The story is a Romeo-and-Juliet fable played as a somewhat hackneyed homage to the misery our Old World ancestors endured. And, this being set in 1930s Ireland, that means loads of drink, discrimination, superstition and, saints preserve us, rock-hard piety from the Catholic Church.

But the film is redeemed by Aidan Quinn’s restrained, achingly beautiful performance – he has never been better – and his brother Declan’s hypnotic, extraordinarily poetic photography. By the time ”This Is My Father” reaches its tearful conclusion, the tragedy is no less crushing for being inevitable.
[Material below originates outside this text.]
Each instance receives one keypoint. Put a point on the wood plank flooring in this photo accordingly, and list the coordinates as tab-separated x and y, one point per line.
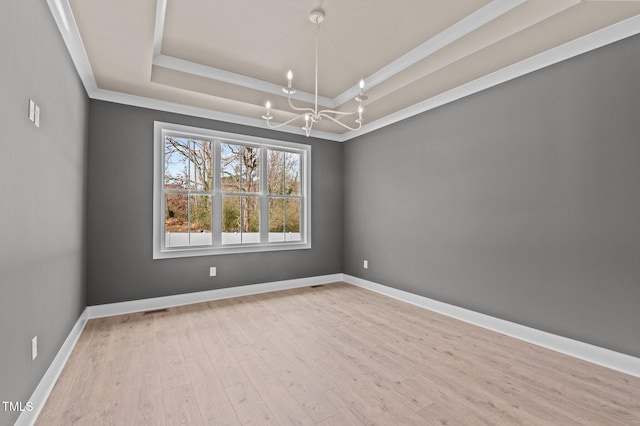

The movie opens with an American schoolteacher named Kieran (James Caan) who, tired of drifting through the lassitude of late middle age, travels with his teen-age nephew back to his aged mother’s County Galway village in search of the father he never knew.

Caan appears for only a short time in the film, which is almost entirely told as a series of flashbacks. Quinn plays Caan’s long-lost father (also named Kieran), and Moya Farrelly is the spirited young woman who would become his mother.

Quinn’s Kieran is a strong-backed country boy, shy and stout-hearted but none too bright, who lives with the kindly tenant farmer couple (Donal Donnelly and Maria McDermottroe) who took him in as an orphan. He falls for flashy Fiona (Farrelly), daughter of uppity Widow Flynn (Gina Moxley), who won’t hear of her Fiona taking up with a ”poorhouse bastard” like Kieran.

The two carry out their illicit courtship secretly, and we know it cannot come to any good. What’s most moving, though, is the accumulation of images and small details, which paint a powerfully evocative portrait of a society smothering under the weight of tradition and the gravity of their lives.

It’s hard to see what the framing device with Caan adds to the film, and the subplot involving the rebellious teen-ager is a positive distraction. There’s a weird scene in which John Cusack, playing an American aerial photographer, descends from the sky in an airplane, and visits with Kieran and Fiona on the beach. America equals freedom and lightness, get it? It’s exactly what you’d expect from the sons of immigrants, as the Quinn brothers are. Theirs is a most moving piece of work.